Desert Life

The best thing about my internship here in Escalante is that we’ve been able to experience so many different aspects of the BLM’s conservation work. While our primary job has been collecting the seeds of native plants for the Seeds of Success (SOS) program, our CLM mentor is a wildlife biologist for Grand Staircase-Escalante National Monument here in southern Utah, so we’ve been helping out with a lot of different projects.

Whoever thinks the desert is devoid of life will find themselves sadly mistaken if they ever come to the Staircase — at night, insects buzz and chirp and whir, and during the day birds soar overhead and chatter in the juniper and cottonwood trees. We’ve been catching bats to learn more about the different species that live on the Monument, and when we set up mist nets in the dark over rivers and streams, a chorus of croaking frogs and cicadas drowns out the silence of the dark.
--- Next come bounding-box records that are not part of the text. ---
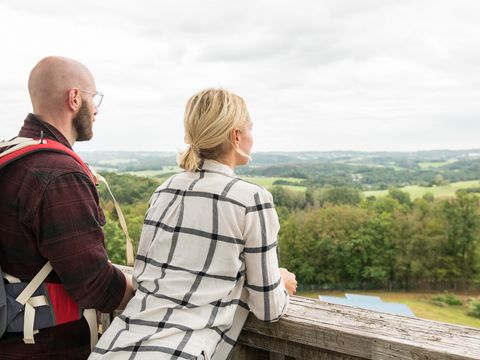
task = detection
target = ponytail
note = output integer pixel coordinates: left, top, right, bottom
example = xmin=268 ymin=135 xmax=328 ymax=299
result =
xmin=178 ymin=145 xmax=201 ymax=172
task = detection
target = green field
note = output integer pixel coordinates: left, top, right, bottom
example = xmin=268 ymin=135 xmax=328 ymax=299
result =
xmin=418 ymin=160 xmax=457 ymax=170
xmin=241 ymin=176 xmax=307 ymax=191
xmin=363 ymin=180 xmax=480 ymax=199
xmin=298 ymin=291 xmax=480 ymax=328
xmin=126 ymin=166 xmax=181 ymax=177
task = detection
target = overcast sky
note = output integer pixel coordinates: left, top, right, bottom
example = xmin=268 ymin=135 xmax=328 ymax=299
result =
xmin=0 ymin=0 xmax=480 ymax=151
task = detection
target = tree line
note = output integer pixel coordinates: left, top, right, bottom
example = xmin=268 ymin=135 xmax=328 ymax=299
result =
xmin=99 ymin=173 xmax=480 ymax=290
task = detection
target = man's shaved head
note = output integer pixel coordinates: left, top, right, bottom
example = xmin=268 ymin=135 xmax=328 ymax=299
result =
xmin=28 ymin=56 xmax=95 ymax=113
xmin=28 ymin=56 xmax=98 ymax=145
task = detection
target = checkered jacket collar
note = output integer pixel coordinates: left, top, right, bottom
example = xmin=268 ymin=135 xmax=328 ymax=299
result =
xmin=202 ymin=159 xmax=235 ymax=176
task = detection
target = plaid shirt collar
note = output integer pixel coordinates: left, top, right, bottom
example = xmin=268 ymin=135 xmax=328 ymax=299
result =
xmin=202 ymin=159 xmax=235 ymax=176
xmin=18 ymin=114 xmax=72 ymax=149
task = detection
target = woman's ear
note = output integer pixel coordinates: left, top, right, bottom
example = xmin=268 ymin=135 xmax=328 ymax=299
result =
xmin=231 ymin=128 xmax=240 ymax=145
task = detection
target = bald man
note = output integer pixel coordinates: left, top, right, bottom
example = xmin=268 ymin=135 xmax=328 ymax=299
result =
xmin=0 ymin=57 xmax=133 ymax=360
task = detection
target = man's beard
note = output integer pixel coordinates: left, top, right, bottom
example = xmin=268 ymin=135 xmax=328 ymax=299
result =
xmin=73 ymin=102 xmax=93 ymax=141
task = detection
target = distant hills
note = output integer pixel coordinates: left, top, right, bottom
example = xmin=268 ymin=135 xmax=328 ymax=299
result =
xmin=80 ymin=149 xmax=480 ymax=190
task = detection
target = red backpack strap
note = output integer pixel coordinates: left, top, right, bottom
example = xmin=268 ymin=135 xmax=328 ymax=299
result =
xmin=0 ymin=139 xmax=96 ymax=184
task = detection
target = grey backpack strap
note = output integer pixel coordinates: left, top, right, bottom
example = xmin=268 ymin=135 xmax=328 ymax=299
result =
xmin=16 ymin=261 xmax=52 ymax=344
xmin=0 ymin=268 xmax=7 ymax=338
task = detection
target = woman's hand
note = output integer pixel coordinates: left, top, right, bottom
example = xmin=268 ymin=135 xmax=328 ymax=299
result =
xmin=279 ymin=268 xmax=297 ymax=296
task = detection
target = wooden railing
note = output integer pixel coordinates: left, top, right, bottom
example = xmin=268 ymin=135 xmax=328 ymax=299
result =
xmin=234 ymin=296 xmax=480 ymax=360
xmin=113 ymin=268 xmax=480 ymax=360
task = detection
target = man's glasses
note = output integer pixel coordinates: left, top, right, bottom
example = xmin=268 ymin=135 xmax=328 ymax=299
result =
xmin=80 ymin=90 xmax=103 ymax=108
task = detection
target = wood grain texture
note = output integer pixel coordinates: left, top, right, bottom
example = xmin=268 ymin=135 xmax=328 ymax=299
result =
xmin=235 ymin=297 xmax=480 ymax=360
xmin=113 ymin=266 xmax=480 ymax=360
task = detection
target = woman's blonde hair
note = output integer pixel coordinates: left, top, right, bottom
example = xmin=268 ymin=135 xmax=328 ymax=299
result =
xmin=179 ymin=89 xmax=250 ymax=172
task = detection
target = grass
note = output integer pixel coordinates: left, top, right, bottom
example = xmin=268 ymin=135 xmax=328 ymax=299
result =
xmin=298 ymin=291 xmax=480 ymax=328
xmin=126 ymin=166 xmax=181 ymax=177
xmin=241 ymin=176 xmax=307 ymax=191
xmin=363 ymin=180 xmax=480 ymax=199
xmin=418 ymin=159 xmax=457 ymax=170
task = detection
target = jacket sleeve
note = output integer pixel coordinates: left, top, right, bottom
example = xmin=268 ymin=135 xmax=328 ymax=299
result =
xmin=33 ymin=173 xmax=126 ymax=312
xmin=244 ymin=189 xmax=289 ymax=321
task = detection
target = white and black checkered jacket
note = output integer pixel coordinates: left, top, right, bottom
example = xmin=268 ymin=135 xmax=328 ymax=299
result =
xmin=90 ymin=160 xmax=288 ymax=359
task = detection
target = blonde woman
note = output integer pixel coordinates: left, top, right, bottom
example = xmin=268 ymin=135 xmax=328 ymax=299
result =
xmin=90 ymin=89 xmax=296 ymax=359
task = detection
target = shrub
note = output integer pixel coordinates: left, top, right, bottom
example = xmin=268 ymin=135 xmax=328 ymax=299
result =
xmin=432 ymin=293 xmax=463 ymax=306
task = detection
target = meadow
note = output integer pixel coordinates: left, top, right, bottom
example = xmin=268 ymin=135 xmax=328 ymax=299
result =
xmin=363 ymin=180 xmax=480 ymax=199
xmin=298 ymin=291 xmax=480 ymax=328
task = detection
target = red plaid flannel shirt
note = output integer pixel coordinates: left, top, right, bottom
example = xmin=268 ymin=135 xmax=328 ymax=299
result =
xmin=0 ymin=114 xmax=126 ymax=358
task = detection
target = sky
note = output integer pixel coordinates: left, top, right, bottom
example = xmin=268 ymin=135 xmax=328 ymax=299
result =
xmin=0 ymin=0 xmax=480 ymax=151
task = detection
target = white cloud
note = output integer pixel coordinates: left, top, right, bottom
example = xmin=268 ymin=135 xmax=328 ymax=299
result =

My mentor works with the National Hummingbird Monitoring Network trapping and banding hummingbirds to study migration patterns and population dynamics, so every other week we get up long before dawn and head out to our monitoring sites to trap the tiny hummers. What an amazing experience. We have two native species on the Monument — the Blackchin and the Broadtail. Another species, the Rufus Hummingbird, migrates through every summer on their way from Alaska down to Mexico, an incredible journey for a bird weighing only about 3 grams.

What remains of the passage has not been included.